Simple Policy Iteration: Changes only one improvable state per round. Slower in practice but easier to analyze.

Modified Policy Improvement (M.S. Random PI): Randomly selects which improvable state to update. Useful for theoretical analysis.


Practical Example: Machine Replacement

Consider a machine with degradation states $S = {0, 1, 2, \ldots}$. At each state $i$:

  • Keep the machine (action 0): incur maintenance cost $L(i)$, transition to the next degradation state probabilistically.
  • Replace the machine (action 1): incur cost $R + L(0)$ (purchase price plus maintenance at state 0), and restart at state 0.

The cost structure: \(C(i, 1) = R + L(0) \quad \text{(replace)} \quad C(i, 0) = L(i) \quad \text{(keep)}\)

The Bellman equation is:

\[V^\ast(i) = \min\!\left\{L(i) + \alpha \sum_j P_{ij} V^\ast(j), \; R + L(0) + \sum_j P_{0j} V^\ast(j)\right\}\]

Claim 5.8. For an increasing function $h(\cdot)$, $\sum_{j=k}^\infty P_{ij} h(j)$ is increasing in $i$.

Lemma 5.9. The optimal value function $V^\ast(i)$ is increasing in $i$.

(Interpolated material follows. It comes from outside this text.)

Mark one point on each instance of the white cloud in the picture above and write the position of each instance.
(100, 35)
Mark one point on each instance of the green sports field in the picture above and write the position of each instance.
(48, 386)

Proof by induction using Value Iteration: $V_1(i) = \min(R + L(0), L(i))$ is increasing (since $L$ is increasing). The Bellman update preserves monotonicity at each step, so $V^\ast$ is increasing.

Optimal policy structure: Since $L(i)$ increases and $R + L(0) + \sum_j P_{0j} V^\ast(j)$ is constant in $i$, there exists a threshold $i^\ast$ such that:

\[i^\ast = \max\!\left\{i : L(i) + \alpha \sum_j P_{ij} V^\ast(j) \leq R + L(0) + \sum_j P_{0j} V^\ast(j)\right\}\]

The optimal policy is: keep if $i \leq i^\ast$, replace if $i > i^\ast$. This is a threshold policy: once degradation crosses the threshold, replacement is optimal.